Higher oil prices act as an unofficial tax on consumers
A barrel of crude rose to $43.48 in New York, its highest since trading began on the exchange 21 years ago. In London, Brent crude hit a 14-year high.
Acts of sabotage in Iraq and the possible bankruptcy of Russian producer Yukos means supply remains uncertain.
Demand, meanwhile, is expected to stay strong, driven in part by China's boom.
Rising crude prices have been bolstering profits
for oil companies like Chevron Texaco, which reported second quarter revenue on Friday at $38.3bn (£21bn) up from $29.3bn (£16bn) a year ago.
Meanwhile, the CBOE oil index, which tracks
the movement of integrated oils, rose by 0.3% to 366.85.
Analysts warn there is very little room to boost output so as to ease prices should the need arise.
Oil cartel Opec currently is pumping more than 90% of its overall capacity, its highest level since 1979.
Earlier this week, Venezuelan oil minister Rafael Ramirez said the organisation had little spare capacity.
The thirst of economies such as China looks unlikely to abate, with growth forecast at scorching levels.
A pick-up in the US economy also is helping to stoke what the International Energy Agency calls the biggest increase in oil demand for 16 years.
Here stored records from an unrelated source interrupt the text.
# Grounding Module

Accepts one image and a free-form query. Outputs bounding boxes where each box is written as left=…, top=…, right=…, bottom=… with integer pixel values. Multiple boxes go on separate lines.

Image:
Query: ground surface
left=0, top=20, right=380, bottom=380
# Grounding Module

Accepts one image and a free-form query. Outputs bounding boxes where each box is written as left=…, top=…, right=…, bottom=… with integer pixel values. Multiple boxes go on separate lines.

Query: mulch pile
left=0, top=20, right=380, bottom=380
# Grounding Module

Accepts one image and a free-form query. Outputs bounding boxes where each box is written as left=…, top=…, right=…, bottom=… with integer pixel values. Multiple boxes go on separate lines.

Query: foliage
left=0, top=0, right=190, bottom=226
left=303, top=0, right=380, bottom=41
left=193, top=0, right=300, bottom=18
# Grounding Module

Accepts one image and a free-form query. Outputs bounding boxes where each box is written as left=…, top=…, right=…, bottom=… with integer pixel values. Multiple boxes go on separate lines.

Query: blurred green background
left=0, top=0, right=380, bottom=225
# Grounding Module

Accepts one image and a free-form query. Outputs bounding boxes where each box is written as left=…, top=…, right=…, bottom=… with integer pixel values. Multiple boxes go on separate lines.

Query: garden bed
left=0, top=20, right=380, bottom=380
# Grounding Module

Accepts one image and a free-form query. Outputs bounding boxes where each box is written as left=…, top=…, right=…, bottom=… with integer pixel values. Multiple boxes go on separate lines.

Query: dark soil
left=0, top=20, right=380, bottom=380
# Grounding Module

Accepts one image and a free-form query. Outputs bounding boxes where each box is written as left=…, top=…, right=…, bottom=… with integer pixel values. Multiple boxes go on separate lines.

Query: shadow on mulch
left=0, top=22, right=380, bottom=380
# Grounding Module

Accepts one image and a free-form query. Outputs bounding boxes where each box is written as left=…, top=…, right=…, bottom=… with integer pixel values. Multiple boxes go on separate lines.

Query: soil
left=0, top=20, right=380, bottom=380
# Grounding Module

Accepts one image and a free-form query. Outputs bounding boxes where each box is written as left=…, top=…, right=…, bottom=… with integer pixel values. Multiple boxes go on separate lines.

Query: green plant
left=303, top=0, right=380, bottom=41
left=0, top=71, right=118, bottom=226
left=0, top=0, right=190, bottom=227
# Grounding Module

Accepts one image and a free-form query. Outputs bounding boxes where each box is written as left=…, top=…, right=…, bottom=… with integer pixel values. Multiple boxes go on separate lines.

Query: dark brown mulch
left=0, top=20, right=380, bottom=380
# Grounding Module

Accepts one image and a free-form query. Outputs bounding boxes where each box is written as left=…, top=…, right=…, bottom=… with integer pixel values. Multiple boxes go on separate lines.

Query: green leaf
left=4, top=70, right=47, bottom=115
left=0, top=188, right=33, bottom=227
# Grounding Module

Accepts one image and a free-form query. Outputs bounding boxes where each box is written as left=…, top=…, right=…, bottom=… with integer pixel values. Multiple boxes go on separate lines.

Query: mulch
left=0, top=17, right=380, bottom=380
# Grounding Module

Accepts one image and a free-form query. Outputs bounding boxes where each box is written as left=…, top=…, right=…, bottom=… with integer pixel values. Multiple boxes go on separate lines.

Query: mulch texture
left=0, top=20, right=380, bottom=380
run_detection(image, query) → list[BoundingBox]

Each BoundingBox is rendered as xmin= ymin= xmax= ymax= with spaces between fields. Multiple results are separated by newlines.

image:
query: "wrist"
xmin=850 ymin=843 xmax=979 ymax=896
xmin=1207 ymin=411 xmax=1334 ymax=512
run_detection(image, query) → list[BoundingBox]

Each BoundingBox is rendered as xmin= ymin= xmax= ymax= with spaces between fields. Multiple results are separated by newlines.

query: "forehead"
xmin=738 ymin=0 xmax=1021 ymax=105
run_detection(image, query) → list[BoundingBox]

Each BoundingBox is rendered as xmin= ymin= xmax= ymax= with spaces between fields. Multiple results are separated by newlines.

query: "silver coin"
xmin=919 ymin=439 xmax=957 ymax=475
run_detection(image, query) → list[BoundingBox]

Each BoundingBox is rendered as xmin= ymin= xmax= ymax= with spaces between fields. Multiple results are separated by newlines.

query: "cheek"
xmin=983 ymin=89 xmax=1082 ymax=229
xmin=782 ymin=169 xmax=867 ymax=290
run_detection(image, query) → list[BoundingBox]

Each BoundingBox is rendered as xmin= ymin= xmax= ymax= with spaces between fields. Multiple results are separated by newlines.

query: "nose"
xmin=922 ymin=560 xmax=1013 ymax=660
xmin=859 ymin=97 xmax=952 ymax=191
On top of that, it seems as if output may be hit by the problems in Russia and the Middle East.
On Wednesday, Yukos was told to stop pumping oil, the latest twist in a feud over unpaid taxes.
The situation was clarified the next day and the taps stayed open, but analysts are warning of further disruptions at the company that accounts for one in every five barrels of Russian crude.
The situation in Iraq, which owns the world's second biggest proven oil reserves, remains equally problematic.
Output is being dented by sabotage and poor infrastructure and even though the country's oil minister said on Thursday that exports are rising, the market remains sceptical.
Rodrigo Rato, head of the International Monetary Fund, said that while the global economy was now strong enough to weather the effects of rising oil prices, costs are likely to stay higher than was expected "only a few months ago".